At the court a series of paradigmatic cases awaiting you: The Orthodox Jew who can not bear that want to break wife and daughters from the children's kitchen Synagogue role that faith has intended for them; the Muslim father who abducted his daughter to Morocco in order to escape the clutches of the English wife and English jurisdiction; Catholics who take the fifth commandment so serious that they have their Siamese twins rather die together than the one that terminally ill to sacrifice in order to save the other, the viable; and finally Jehovah's Witnesses, who do not want to allow her seventeen years, suffering from leukemia son Adam receives lifesaving blood transfusion, a wish that also the boy Strongly and credible.
With these examples, a lot of which is covered, what in the Abrahamic religions the child's welfare, as we understand it today precludes. And designed-systematically, as these cases are executing sequentially, so little new Ian McEwan can contribute to the greatest possible extent ausdiskutierten themes. All doors that he is pushing, standing wide open basically, and you do not even have to be an atheist, to consider all these ways of thinking as a misanthropic.

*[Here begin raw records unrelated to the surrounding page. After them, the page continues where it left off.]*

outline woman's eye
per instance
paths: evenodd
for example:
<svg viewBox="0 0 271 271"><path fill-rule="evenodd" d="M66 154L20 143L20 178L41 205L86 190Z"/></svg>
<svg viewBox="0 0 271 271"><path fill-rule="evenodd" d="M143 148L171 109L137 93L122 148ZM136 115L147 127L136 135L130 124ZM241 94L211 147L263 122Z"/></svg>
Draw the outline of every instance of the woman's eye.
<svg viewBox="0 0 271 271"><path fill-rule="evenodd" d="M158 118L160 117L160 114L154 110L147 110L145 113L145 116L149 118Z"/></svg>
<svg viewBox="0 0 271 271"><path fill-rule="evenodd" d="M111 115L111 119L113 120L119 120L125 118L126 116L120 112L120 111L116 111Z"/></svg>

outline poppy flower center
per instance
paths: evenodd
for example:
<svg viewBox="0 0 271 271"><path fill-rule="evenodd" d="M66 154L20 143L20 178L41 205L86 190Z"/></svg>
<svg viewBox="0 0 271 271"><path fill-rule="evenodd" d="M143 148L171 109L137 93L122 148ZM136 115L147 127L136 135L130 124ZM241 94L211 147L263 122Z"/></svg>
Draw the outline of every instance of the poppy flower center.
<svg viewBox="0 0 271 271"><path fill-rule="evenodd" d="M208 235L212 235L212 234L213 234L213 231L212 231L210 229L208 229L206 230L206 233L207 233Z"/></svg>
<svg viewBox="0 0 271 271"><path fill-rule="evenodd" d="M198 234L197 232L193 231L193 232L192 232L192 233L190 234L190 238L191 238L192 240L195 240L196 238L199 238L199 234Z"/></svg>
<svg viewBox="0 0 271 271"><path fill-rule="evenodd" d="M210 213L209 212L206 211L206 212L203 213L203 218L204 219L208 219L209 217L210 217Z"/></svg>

Although Adams developed into heart continuous history in a way that brings them Fiona and her professional ethics shaken (by the way, very predictably), a total of just yet quite simple and simplistic, the message of the novel remains. And so you would put the book aside unsatisfied, if not for Ian McEwan would masterful prose with which he gives himself the language of lawyers a certain beauty, if only because of the balance and logic with which Fiona falls their verdicts, and the all at a great reading experience makes. So "The Children Act" has thus nothing really new, but in inimitable fashion.
PS I can not re-explain what the undoubtedly stylish cover art has to do with the actual contents of the book to me sometimes.